I gave a talk at Chicago State University yesterday, the inaugural Scheinbuks Lecture (honoring a new endowment that provides scholarships to outstanding students).  In the post-talk Q&A, I got a question about how to study better so that a student would have better performance on the upcoming test.  As a memory guy, I should really be more prepared to answer this question as it comes up regularly.  But since we focus mostly on implicit learning, most of our direct research has little to say — I can give advice on skill learning, even cognitive skill learning (practice!), but not much on effective memorization.

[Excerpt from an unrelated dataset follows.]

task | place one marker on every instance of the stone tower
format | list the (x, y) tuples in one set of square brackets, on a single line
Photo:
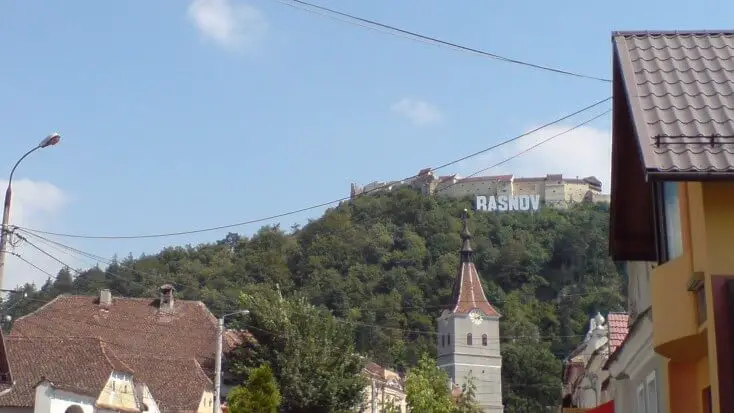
[(468, 333)]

At the time, I fell back on the suggestion to use various tricks: mnemonics like acronyms, songs, memory palace (spatial) strategies.  It feels lame and I think that opinion was shared by the questioner.  On the way home after, I decided I should come up with a standard answer and I think I have an idea that better connects to our work. I will now recommend 2 ideas:

  1. Treat memory use like a skill.  When we study, we often practice encoding by repeatedly reading over the material to be memorized.  We should also practice retrieving the information (a la Karpicke/Roediger — this is just a different account of their finding) to train ourselves to more quickly and easily pull up the information at test.
  2. Take advantage of statistical learning in memory through spacing effects.  Per standard advice, study a little bit every day to create long-lasting durable memories (good sleep will help, too).  And then cram like crazy right before the exam.  The other side of the spacing effect is that massed study is perfect for immediate retrieval, suggesting cramming probably works pretty well.

Both these answers tap into ideas about how cognitive processes are shaped by practice and the statistics of use, which are what we study (but not usually in the context of explicit memory).  And I think both parts of the advice probably work pretty well in actual practice.